Di questi giocatori si dice che non abbiano sfruttato o non sfrutteranno mai al massimo il loro potenziale, che avrebbero potuto vincere molto di più se solo avessero mantenuto uno stile di vita più sobrio, evitando tutte le mattate, le “cassanate” per dirla in termini calcistici, gesti inconsulti, spaccando meno racchette, eliminando cioè la sregolatezza, conservando intatto il genio. Tanti invece, così come loro stessi, credono fermamente che tutto quello che hanno ottenuto (compresi gli otto slam di Agassi e i due di Safin) e che otterranno sia dovuto proprio alla loro follia, all’impulsività, al fatto che abbiano sempre dato retta al loro istinto senza grossi freni inibitori. D’altronde lo diceva anche Aristotele: “Non esiste grande genio senza una dose di follia”. Come dargli torto. Quanti scrittori del novecento hanno condotto vite al limite dell’inverosimile, vite fatte di droga, disturbi psicologici e alcool, dando però alla luce opere d’arte indelebili. È ovvio che sia doveroso fare le dovute proporzioni in questi paragoni eccezionali, è bene esser chiari.

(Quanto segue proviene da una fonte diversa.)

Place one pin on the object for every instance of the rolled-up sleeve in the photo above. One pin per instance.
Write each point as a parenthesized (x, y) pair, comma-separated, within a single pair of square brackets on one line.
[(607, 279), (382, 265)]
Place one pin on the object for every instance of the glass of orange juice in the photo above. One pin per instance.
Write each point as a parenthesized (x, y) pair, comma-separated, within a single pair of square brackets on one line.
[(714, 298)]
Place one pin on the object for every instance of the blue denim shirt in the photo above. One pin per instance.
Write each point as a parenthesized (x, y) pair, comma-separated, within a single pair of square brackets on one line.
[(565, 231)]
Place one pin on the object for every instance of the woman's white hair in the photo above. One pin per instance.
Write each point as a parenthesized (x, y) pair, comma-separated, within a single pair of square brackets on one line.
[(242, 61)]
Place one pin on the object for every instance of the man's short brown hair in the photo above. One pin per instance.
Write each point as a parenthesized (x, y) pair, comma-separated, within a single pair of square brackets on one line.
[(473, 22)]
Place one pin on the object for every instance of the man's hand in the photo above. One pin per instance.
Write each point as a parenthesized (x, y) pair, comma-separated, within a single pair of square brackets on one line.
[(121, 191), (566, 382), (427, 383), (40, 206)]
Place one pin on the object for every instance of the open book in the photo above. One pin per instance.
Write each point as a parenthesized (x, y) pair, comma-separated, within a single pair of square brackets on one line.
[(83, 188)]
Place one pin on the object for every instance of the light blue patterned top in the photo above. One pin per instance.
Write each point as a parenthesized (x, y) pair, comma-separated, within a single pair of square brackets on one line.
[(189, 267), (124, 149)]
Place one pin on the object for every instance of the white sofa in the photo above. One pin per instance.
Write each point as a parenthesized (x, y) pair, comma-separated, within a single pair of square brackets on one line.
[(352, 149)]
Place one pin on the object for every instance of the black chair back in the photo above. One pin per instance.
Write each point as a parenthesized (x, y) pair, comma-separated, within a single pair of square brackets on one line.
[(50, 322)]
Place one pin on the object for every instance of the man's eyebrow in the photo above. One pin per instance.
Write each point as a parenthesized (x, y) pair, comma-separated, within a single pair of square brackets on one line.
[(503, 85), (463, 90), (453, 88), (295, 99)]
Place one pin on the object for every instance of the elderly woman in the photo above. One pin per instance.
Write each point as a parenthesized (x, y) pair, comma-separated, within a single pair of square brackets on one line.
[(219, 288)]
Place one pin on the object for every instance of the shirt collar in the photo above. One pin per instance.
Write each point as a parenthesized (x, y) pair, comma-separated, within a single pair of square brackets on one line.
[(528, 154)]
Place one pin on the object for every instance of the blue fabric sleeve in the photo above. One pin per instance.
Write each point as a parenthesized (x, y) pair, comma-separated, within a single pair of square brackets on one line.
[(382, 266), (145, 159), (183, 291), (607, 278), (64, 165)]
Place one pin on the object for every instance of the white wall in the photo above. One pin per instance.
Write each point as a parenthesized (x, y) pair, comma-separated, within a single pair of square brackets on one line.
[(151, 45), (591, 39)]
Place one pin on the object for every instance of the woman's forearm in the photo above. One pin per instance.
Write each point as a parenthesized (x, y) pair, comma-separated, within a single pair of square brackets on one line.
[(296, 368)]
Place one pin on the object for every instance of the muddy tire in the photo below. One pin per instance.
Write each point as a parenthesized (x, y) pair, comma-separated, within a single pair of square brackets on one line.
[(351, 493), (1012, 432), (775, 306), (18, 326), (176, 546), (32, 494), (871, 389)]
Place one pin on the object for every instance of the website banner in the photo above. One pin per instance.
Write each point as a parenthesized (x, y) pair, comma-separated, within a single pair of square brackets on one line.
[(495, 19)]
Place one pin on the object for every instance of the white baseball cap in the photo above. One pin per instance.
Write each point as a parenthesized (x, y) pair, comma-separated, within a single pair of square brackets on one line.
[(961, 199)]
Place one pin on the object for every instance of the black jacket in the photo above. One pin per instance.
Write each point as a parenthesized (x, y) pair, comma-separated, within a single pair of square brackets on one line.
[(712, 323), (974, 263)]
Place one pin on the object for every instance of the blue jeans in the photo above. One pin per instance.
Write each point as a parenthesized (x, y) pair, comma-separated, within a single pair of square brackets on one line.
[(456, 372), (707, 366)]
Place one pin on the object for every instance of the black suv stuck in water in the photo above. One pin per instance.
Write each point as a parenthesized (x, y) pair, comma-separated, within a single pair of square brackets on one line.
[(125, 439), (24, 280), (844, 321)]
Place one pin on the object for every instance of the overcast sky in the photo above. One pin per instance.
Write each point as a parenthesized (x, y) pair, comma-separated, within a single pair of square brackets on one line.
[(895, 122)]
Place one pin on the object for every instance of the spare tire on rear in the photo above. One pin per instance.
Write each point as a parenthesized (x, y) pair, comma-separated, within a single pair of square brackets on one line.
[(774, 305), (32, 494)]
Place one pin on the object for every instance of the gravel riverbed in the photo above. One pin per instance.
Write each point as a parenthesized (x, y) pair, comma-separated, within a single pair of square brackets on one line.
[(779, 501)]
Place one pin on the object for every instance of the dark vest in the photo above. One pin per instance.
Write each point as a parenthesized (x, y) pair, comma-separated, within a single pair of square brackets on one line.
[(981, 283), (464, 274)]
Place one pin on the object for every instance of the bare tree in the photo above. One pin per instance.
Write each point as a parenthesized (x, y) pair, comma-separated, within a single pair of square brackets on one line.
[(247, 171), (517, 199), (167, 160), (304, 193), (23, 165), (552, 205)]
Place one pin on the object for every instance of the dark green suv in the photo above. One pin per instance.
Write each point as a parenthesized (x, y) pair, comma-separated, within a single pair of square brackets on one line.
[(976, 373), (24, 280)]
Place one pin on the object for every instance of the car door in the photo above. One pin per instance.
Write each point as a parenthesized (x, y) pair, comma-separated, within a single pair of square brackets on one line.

Ma poi, diciamo la verità: quanti di noi, che si tratti di agonisti, amatori, pallettari, campioni di pittino, doppisti della domenica mattina o umili operai della racchetta, si sono un po’ rivisti in qualcuna delle sensazioni ed emozioni di Agassi? Quante volte il diritto proprio non andava e le fitte alla schiena non vi davano tregua e avete detto “basta, non ci vengo più! Per un po’ è meglio se smetto”. Nessuno ci crede mai fino in fondo. E così il giorno dopo siamo di nuovo lì, su quello stesso campo, a remare come disperati. Siamo tutti un po’ Agassi nel profondo, ma ora non montiamoci la testa.
È lo sport del diavolo, quello maledetto dove tutto dipende da te, la metafora sportiva più vicina alla vita, un continuo confronto con se stessi, una battaglia emotiva che ti sconvolge le interiora e ti prosciuga le energie mentali. Ma allora perché ne siamo innamorati?